With $54M worth of structural and design upgrades underway, the Seattle Asian Art Museum renovation is just one of several ongoing projects in Capitol Hill’s Volunteer Park. Nearly 120 years after the ridgeland was shaped by an Olmsted design, a passionate cohort of minders advocate, volunteer, and fundraise in order to preserve function and maximize recreation for the community. Sunday, some of these caretakers invite you to get your hands dirty along with them as they spruce up the park.
This Sunday is Fall Restoration Day at the park from 10:00 AM to 2:00 PM when volunteers of all ages are invited to meet at the southeast entrance at Prospect and 15th Ave E to help with weeding, mulching and more. There will be free donuts and coffee.
“One of the positives of the park is that it hasn’t changed a whole lot in over 100 years,” said Parks and Recreation project manager Kelly Goold.
The old park is a busy place.
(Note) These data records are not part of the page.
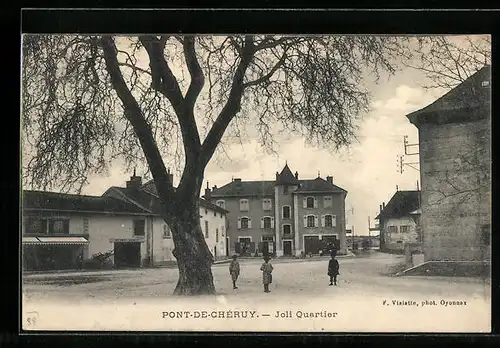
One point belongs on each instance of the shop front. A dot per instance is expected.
(52, 253)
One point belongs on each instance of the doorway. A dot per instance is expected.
(127, 254)
(287, 248)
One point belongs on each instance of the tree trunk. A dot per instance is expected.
(194, 259)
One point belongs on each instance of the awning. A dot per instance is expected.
(59, 240)
(30, 240)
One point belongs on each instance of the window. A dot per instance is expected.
(244, 222)
(35, 225)
(485, 235)
(286, 212)
(287, 230)
(243, 204)
(327, 202)
(166, 231)
(328, 221)
(139, 227)
(59, 226)
(393, 229)
(221, 203)
(310, 202)
(310, 221)
(266, 204)
(267, 222)
(85, 225)
(404, 229)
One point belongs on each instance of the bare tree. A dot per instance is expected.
(88, 100)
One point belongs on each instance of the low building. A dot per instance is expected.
(123, 225)
(159, 242)
(455, 171)
(283, 217)
(57, 228)
(398, 220)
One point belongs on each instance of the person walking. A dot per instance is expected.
(234, 270)
(267, 277)
(333, 270)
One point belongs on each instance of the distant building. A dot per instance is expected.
(57, 227)
(160, 243)
(284, 217)
(455, 170)
(124, 223)
(398, 220)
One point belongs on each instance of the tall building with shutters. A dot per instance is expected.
(287, 216)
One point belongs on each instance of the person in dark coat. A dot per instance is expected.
(333, 270)
(234, 270)
(267, 270)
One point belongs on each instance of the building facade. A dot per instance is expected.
(399, 221)
(160, 242)
(455, 169)
(124, 224)
(57, 228)
(284, 217)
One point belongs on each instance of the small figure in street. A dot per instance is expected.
(333, 270)
(267, 277)
(234, 271)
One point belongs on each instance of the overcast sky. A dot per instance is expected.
(367, 170)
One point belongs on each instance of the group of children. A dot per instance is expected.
(267, 270)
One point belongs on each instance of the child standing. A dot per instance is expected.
(234, 270)
(333, 270)
(267, 277)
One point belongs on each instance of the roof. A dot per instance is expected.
(245, 188)
(470, 96)
(266, 188)
(286, 177)
(403, 203)
(38, 200)
(147, 196)
(318, 185)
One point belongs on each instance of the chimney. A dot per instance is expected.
(170, 177)
(135, 182)
(207, 192)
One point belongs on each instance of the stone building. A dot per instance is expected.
(284, 217)
(398, 221)
(455, 170)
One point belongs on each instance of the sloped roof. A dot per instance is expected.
(245, 188)
(71, 202)
(318, 185)
(403, 203)
(470, 96)
(286, 177)
(147, 196)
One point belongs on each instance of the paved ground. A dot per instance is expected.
(364, 285)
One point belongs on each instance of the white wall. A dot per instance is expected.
(411, 236)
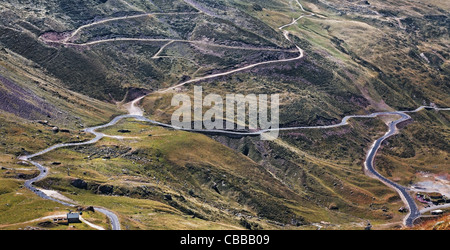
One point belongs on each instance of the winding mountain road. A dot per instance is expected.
(137, 113)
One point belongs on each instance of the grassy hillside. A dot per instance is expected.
(67, 63)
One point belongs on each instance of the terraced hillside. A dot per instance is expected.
(72, 64)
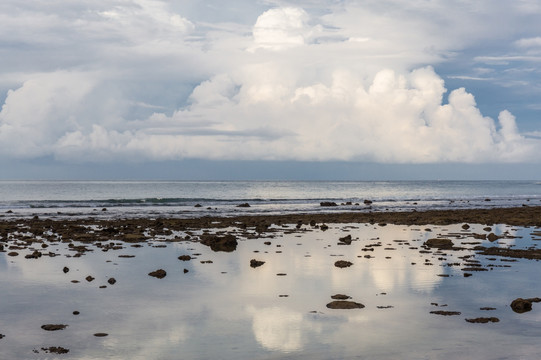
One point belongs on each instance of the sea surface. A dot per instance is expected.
(60, 199)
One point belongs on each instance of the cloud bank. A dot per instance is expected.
(139, 80)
A full scale makeover for the park’s amphitheater is garnering actionable support fast and the lily ponds will soon be protected by sturdy metal railings. The amphitheater design will innovate Seattle’s performance culture as the first outdoor stage specifically designed to accommodate dance. The addition of overhead protection, ADA access and a greenroom-like area were planned to promote year-round accessibility. Part of the mission statement for the amphitheater is to promote different types of community events, and invite diversity, which would in turn increase visitorship. The Volunteer Park Trust is awaiting a decision on their grant application to the Parks District for $900,000 to make it happen.
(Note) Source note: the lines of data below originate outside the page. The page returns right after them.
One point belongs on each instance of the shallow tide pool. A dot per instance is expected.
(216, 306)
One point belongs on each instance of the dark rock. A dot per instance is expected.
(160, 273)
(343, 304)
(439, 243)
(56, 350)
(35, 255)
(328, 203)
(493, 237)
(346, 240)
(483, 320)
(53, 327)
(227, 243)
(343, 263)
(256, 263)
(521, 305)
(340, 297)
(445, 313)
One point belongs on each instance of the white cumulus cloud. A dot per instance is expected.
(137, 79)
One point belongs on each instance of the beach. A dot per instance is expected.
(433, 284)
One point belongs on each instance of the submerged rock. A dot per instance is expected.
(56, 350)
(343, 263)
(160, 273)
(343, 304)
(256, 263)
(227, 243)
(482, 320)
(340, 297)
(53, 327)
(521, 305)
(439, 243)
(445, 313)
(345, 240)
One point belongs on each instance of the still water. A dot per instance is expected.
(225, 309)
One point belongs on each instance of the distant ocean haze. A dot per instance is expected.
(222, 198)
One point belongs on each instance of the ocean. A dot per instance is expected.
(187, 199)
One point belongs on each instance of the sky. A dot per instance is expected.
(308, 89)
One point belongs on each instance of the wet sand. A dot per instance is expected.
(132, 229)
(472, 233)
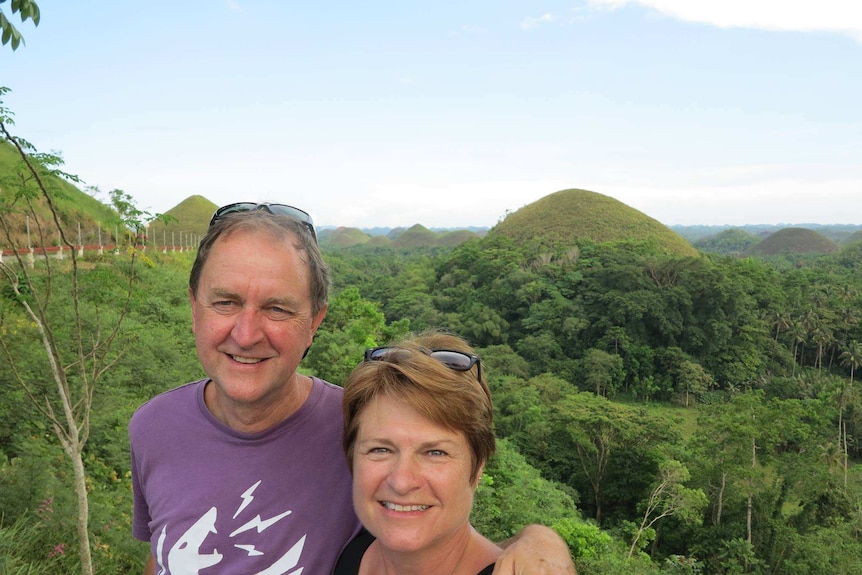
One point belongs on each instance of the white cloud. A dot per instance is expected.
(841, 16)
(533, 22)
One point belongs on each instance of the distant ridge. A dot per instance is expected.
(191, 216)
(730, 242)
(566, 217)
(74, 206)
(793, 241)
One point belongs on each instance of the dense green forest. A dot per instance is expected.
(664, 414)
(665, 410)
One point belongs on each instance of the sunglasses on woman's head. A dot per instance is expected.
(276, 209)
(457, 360)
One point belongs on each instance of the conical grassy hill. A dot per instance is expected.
(77, 209)
(565, 218)
(793, 241)
(189, 217)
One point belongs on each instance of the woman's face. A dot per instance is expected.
(411, 478)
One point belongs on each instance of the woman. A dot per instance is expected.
(417, 434)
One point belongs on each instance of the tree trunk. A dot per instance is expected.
(717, 520)
(750, 510)
(83, 515)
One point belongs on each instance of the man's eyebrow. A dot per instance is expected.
(222, 292)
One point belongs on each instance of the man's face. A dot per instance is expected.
(252, 319)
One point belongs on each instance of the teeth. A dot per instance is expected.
(241, 359)
(396, 507)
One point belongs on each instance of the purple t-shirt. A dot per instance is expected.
(213, 500)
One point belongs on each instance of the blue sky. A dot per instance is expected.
(391, 113)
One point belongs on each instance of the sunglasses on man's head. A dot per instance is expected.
(276, 209)
(457, 360)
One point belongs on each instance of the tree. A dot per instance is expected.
(670, 497)
(26, 10)
(603, 371)
(851, 357)
(599, 430)
(78, 349)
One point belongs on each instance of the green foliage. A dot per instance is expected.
(732, 242)
(513, 494)
(793, 241)
(568, 217)
(26, 10)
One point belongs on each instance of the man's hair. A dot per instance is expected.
(456, 400)
(280, 228)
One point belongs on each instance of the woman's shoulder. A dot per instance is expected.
(351, 556)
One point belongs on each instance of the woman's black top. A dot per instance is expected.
(351, 557)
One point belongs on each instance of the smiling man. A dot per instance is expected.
(242, 471)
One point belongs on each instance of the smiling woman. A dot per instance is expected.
(417, 433)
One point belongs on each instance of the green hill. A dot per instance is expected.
(731, 242)
(455, 238)
(191, 217)
(76, 208)
(416, 237)
(793, 241)
(564, 218)
(342, 237)
(852, 238)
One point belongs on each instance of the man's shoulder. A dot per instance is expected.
(177, 398)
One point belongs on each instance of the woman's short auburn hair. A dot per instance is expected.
(456, 400)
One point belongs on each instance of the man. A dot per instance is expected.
(242, 472)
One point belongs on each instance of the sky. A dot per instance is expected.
(453, 113)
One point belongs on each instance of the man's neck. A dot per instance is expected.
(261, 416)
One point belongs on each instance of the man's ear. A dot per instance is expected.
(318, 319)
(192, 303)
(315, 323)
(478, 478)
Park improvements are measured and served with equal consideration for preservation such as the modern LED light bulbs installed in the Conservatory that are encased by the original fixtures, according to Goold. “The original 20th century steel structure has been retrofitted completely but from the exterior, it looks exactly the same,” he said.
Never before built pathways designed by the Olmsted Brothers are taking shape this fall as part of the SAM’s commitment to give back to the park, according to SAM COO Richard Beckerman. Additional improvements to current pathways and and plans to make some of the hidden park entrances more inviting are in process while the Asian Art Museum is almost halfway complete.
All the commotion has led city, park advocates, and builders to work closely together in order to ensure the improvements don’t abrade park visitors or its neighbors. A mix of meetings and feedback sessions have tailored everything from the various project’s hours to where the construction crew will park their vehicles.
Brian Giddens, chair of the Volunteer Park Trust community group formed to help preserve, protect, and improve the park, says that so far there has been minimal disturbance caused by the construction. “I live here too and see a lot of construction notices keeping people informed,” he said. Giddens shared his approval of the construction company BN Builders, who he says recently personally worked with a soon to be married couple so they could enjoy their ceremony without disruption.
The refurbished SAAM building promises tree canopy views and new exhibit design in addition to a more robust collection. “We will continue collecting, acquiring and buying pieces that we think will increase interest and the value of the museum,” said Beckerman. “We are looking at some Ai Weiwei materials right now and other objects and collections from South Asia,” he said. The museum is planned to re-open in October of next year. At this point Beckerman estimates construction may be delayed by as much as two weeks but he believes the company may be able to make that the time up as the project progresses.
Originally intended as a cemetery, the city purchased the grounds for $2,000 and six years later, opened the land as Volunteer Park — thanks in large part to the insistence of a local journalist and Spanish American war veteran — in 1901. That same year, Seattle faced a major Typhoid outbreak, the U.S. sweltered under the hottest summer ever recorded, and Booker T. Washington made history when he was invited to the Roosevelt White House.
Giddens considers it a success that the city and community interests have been centered around maintaining the original vision of the park. By contrast, just 101 stair steps up the contouring stairwell of its iconic Water Tower, the 360-degree vantage beyond the park reveals a constantly changing city.